If there’s one thing I hate about “fitness speak” (These are the soft, stupid, undisciplined things that people say about exercise) it’s the phrase ‘I’ve got a love/hate relationship with…’ You don’t have a love/hate relationship with burpees or scones or squats, you simply love indulgence and hate discipline. While I’m putting people down, I’m undisciplined with calisthenics and I hate my current level.
I can do a great deal of repetitions, enough to look good without weights. But this isn’t about looking good, or getting to a certain point and stopping. This is about being super-human, and being a super human. That’s going to take a level of strength that regular humans, even ones who exercise regularly simply never have the discipline to build. So one of my goals will be to build it.
Then I found out about this:
I was looking up books on Amazon.com about body weight exercises and supposedly this is one of the better books. What I found after it arrived is that Paul Wade and I share some core view about fitness. The fitness industry is out to build dependence on “extras.” Weights do more harm than good. Progress is progressive. But in terms of calisthenics, I thought there would be no way I would have to start at the first steps of the program being that I can do most of the step five exercises. Then the most basic of exercises brought me back to reality…
The Wall Pushup
You see, each of the core movements in this program: Pushups, Pullups, Leg Raises, Squats, Bridges, and Handstand Pushups have progressions. The initial progression of pushups are wall pusups: feet arms-length from the wall, three sets of fifty. The book says to build up to the three sets of fifty and that this number indicates that you can progress to the next level. One set of fifty made me feel like my arms were on fire, the second set was a lactic acid fiesta, the third was numb, but I made it. The other step one exercises, Shoulder Stand squats ( upside down air squats in a yoga shoulder stand), Knee tucks (think of bench crunches), Half-Bridges (think “bridge pose’ in yoga), static headstand, were much more terrible and the only easy one was the back exercise, Verical Pulls (think the exact opposite of the wall pushup).

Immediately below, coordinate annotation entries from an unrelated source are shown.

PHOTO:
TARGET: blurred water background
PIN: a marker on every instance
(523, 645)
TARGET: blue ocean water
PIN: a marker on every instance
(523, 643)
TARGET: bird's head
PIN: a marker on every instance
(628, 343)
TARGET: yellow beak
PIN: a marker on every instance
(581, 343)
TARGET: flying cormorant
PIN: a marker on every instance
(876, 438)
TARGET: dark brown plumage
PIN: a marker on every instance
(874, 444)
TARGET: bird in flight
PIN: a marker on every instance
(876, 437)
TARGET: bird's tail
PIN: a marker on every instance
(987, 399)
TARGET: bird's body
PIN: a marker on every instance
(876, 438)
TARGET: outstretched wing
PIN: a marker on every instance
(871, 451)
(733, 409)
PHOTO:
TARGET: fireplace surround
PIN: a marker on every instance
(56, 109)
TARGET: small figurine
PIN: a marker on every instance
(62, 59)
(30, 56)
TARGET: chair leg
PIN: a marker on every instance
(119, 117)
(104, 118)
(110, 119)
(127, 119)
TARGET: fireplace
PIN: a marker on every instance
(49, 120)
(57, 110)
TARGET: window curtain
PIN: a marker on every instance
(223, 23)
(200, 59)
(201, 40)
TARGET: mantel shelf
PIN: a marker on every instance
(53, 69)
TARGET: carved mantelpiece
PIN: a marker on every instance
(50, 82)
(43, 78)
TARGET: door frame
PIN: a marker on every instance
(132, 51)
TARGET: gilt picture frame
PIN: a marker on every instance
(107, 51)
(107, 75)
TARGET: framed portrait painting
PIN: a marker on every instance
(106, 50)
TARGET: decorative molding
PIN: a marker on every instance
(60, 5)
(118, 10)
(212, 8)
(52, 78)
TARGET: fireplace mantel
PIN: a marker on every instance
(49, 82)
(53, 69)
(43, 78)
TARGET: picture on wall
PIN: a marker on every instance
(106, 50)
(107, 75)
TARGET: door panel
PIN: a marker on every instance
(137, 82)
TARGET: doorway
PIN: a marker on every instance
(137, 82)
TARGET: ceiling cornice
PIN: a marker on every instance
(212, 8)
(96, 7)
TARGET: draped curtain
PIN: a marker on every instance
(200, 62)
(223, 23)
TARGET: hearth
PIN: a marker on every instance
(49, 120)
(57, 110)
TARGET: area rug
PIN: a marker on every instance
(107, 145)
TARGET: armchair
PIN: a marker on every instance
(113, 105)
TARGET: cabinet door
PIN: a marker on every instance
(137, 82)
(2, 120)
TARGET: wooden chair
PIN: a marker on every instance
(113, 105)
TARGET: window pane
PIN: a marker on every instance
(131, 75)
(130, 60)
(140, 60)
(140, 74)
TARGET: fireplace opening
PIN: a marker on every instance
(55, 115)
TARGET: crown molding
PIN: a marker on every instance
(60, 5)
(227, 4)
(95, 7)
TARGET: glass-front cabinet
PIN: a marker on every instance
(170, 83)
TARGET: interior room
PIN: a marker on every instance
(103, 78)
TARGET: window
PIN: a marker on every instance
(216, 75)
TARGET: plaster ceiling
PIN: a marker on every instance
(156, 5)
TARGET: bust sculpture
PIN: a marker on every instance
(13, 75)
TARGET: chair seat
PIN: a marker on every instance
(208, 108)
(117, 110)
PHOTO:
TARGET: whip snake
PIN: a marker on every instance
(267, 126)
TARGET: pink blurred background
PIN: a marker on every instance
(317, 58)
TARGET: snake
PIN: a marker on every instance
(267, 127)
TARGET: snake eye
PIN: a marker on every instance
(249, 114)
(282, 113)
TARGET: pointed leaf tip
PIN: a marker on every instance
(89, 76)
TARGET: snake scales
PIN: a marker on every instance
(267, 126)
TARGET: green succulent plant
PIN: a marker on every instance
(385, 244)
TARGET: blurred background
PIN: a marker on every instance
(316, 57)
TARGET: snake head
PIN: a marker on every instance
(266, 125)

Here’s how that workout looked:
This workout was far more challenging than I expected and I’m giving myself a week to actually complete it, as some of the exercises are more difficult than others. It was humbling and made me quite excited about what the future of this program will be. I’ll be spending this first week perfecting these movements and building toward consistently executing the progression standards here in the above picture. Doing headstands every day is also going to improve my yoga practice and eliminate my difficulties with inversions.